Administrative Law Judge Channing D. Strother’s order cited Stark’s and WIN’s history of failing to properly care for animals at the Charlestown, Ind. operation, blocking or interfering with inspectors, failing to keep customers at a safe distance from animals and failure to provide any veterinary care, which led to the “death of many animals”.

The order cited witnesses who reported that Stark abused or killed animals, including a leopard that Stark beat to death with a baseball bat, which Stark described in a hearing as “humane euthanasia”.

The order also cited the complaint of a father whose young daughter suffered a puncture bite from a juvenile tiger and had to be treated by a doctor. The bite occurred during the popular, Tiger Baby Playtime, when paying customers play with cub tigers.

A call placed to WIN yielded only a recorded message. No one responded to a message sent via Facebook. Stark’s attorney quit the case three weeks before the hearing on the complaint and Stark represented himself in the action.
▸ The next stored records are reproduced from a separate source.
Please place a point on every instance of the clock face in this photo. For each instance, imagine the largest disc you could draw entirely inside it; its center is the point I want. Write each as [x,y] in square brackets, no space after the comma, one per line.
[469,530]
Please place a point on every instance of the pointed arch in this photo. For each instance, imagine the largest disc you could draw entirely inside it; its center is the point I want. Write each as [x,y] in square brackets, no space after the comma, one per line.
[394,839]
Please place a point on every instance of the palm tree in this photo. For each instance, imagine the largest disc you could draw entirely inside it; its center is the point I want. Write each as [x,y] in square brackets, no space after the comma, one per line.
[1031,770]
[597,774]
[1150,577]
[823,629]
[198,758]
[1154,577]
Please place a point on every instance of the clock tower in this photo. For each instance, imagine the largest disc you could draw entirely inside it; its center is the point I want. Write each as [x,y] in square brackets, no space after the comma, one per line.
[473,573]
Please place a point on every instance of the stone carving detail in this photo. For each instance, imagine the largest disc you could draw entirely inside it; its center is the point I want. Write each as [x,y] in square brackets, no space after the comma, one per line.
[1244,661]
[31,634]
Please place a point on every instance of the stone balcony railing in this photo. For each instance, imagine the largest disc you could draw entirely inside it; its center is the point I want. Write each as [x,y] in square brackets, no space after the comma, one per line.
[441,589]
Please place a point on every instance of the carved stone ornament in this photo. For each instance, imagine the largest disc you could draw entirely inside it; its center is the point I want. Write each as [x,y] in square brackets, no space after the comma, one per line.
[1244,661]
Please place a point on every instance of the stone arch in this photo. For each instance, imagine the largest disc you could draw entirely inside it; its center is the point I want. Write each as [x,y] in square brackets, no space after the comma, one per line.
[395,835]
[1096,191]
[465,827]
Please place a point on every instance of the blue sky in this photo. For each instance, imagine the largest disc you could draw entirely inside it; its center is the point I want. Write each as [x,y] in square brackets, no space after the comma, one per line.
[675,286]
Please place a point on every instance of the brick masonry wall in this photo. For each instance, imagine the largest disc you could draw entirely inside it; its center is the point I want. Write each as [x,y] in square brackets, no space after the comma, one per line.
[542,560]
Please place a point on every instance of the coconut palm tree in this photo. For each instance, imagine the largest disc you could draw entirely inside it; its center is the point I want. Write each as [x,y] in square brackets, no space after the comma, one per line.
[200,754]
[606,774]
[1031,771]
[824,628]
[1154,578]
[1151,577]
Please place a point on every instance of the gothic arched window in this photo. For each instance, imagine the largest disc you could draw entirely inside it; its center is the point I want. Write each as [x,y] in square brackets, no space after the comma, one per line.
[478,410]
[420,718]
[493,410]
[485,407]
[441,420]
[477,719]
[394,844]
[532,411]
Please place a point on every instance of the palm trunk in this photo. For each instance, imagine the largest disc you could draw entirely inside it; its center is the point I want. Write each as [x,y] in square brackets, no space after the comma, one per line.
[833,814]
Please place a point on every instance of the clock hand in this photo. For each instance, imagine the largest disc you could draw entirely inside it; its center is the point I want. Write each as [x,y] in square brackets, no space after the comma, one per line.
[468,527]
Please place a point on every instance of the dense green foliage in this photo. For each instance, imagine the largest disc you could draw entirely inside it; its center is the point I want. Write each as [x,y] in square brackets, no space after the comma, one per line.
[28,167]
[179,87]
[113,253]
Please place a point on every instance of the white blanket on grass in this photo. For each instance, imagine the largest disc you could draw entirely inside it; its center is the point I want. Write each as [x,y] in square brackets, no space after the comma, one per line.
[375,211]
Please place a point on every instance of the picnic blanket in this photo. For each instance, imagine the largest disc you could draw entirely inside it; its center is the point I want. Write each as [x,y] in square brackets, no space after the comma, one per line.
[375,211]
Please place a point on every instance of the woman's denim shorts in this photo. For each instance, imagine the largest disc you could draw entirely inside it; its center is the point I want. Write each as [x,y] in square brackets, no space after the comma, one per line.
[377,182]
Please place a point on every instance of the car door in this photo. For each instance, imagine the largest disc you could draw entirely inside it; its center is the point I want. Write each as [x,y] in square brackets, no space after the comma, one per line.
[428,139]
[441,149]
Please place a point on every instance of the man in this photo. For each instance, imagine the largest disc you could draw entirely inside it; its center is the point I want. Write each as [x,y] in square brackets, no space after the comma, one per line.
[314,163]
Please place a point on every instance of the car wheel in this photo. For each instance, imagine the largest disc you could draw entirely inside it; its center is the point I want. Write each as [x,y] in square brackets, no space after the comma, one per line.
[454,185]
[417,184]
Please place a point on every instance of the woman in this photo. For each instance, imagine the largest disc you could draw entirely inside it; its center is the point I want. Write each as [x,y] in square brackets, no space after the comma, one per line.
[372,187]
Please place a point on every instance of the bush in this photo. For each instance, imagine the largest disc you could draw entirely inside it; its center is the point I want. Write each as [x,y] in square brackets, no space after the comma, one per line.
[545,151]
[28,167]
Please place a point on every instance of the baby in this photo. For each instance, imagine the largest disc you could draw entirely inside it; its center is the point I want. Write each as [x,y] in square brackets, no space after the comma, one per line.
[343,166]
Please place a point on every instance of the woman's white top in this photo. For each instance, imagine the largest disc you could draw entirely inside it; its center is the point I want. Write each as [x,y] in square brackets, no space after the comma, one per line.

A November, 2014 investigation by the Kentucky Center for Investigative Reporting and WFPL News documented troubles at Stark’s operation. The reporting found that federal authorities had taken no steps against Stark and WIN at that point despite several years of repeat violations of federal regulations.

PETA, the animal rights group, issued a statement praising the revocation of Stark and WIN’S license and the fine.

“The USDA has effectively cut Stark off at the knees, preventing him from continuing to torment and exploit vulnerable lemurs, sloths, dogs, and other animals for a quick buck,” said Brittany Peet, PETA Foundation Director of Captive Animal Law Enforcement.